Home

Awesome

eflame

Flame Graphs for Erlang. Uses erlang:trace/3 API.

screenshot

eflame2: Experimental variations of Vlad Ki's original eflame

Vlad Ki wrote (and is still maintaining) the original eflame source. Its API focuses on ease-of-use for profiling a single function call in a single process.

Scott Lystig Fritchie uses Vlad's work as a base for several experiments.

  1. Generate flame graph data for multi-process systems, e.g. the Riak database. Such flame graphs can give analysis on a process-by-process basis.

  2. Generate flame graph data based on experimental Erlang VM (virtual machine) tracing changes. When using a custom-patched Erlang VM, each function trace event requires much less CPU to generate stack trace information.

  3. Generate flame graph data based on an experimental Erlang VM change to support time-sampling, e.g. stack traces that are generated every 100 milliseconds. Time sampling, which is the base technique for tools such as gprof and by DTrace stack() and ustack(), have very low overhead when compared to the Erlang VM's function call tracing. (This method also requires a custom-patched Erlang VM.)

Example usage

Let's assume that we wish to trace all processes (including all processes that may be spawn()ed in the future inside of Riak for 10 seconds.
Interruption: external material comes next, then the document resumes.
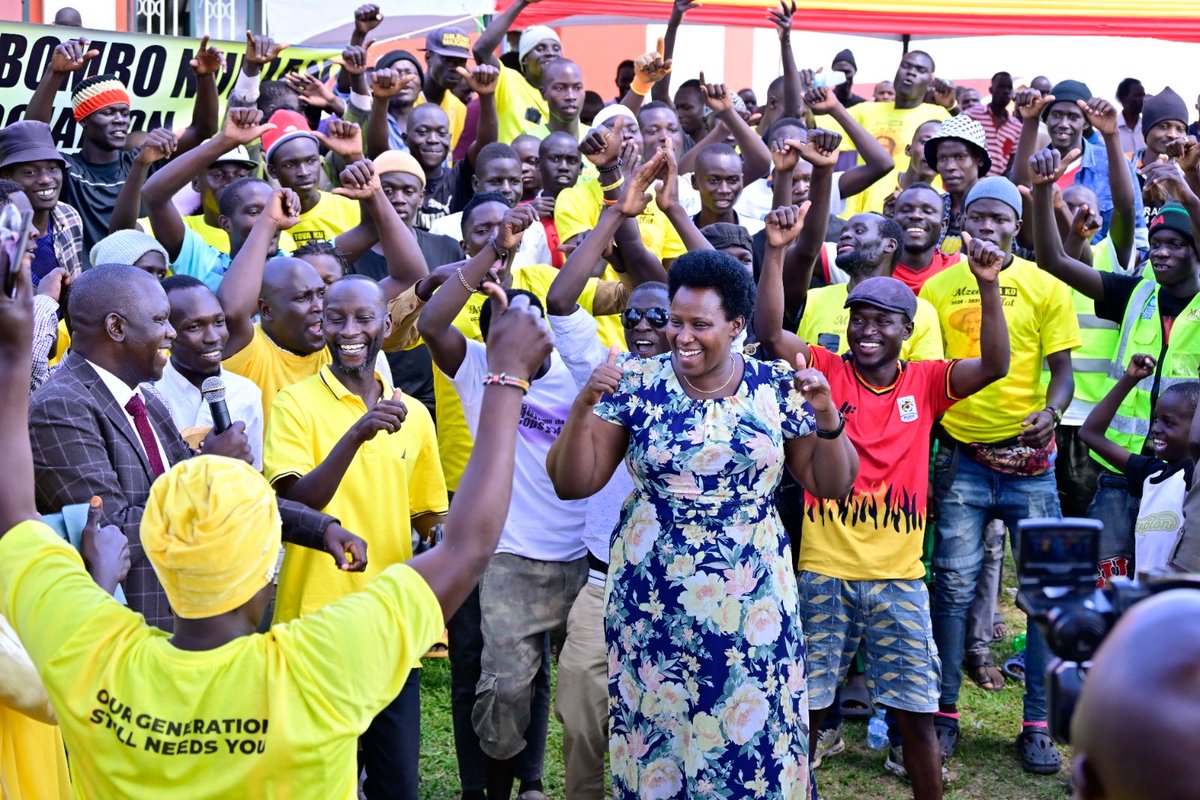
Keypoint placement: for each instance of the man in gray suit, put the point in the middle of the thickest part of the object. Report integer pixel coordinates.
(94, 432)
The Riak server is under only a moderate workload, but this method can easily create 1 GByte or more of trace data, beware!
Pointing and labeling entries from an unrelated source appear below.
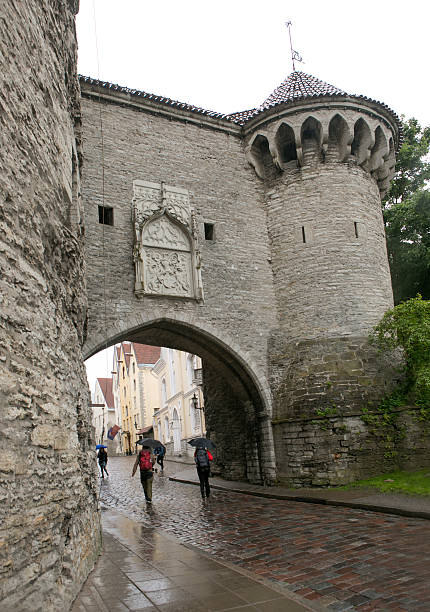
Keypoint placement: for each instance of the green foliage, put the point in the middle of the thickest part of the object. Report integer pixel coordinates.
(411, 483)
(383, 422)
(407, 226)
(407, 326)
(412, 169)
(407, 215)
Step 0: Compile eflame and copy BEAM files to the target system.

Compile the source with:

erlc -o ebin src/*erl

Next, copy eflame.beam and eflame2.beam to someplace accessible on the target Riak machine, such as /tmp. Then run this command (and all of the following commands in this example) on the Riak console:

code:add_pathz("/tmp").

Step 0: Whenever you need a quick reference guide

Run the function eflame2:help() for a quick reference guide, whenever you need it.

Step 1: Start a workload, then start eflame2 tracing.

Get your workload running. In this example, we're using Riak. The workload could be a basho_bench test or something much simpler. Riak has got a large amount of background activity, so we want to make it pretty obvious that some work is being performed.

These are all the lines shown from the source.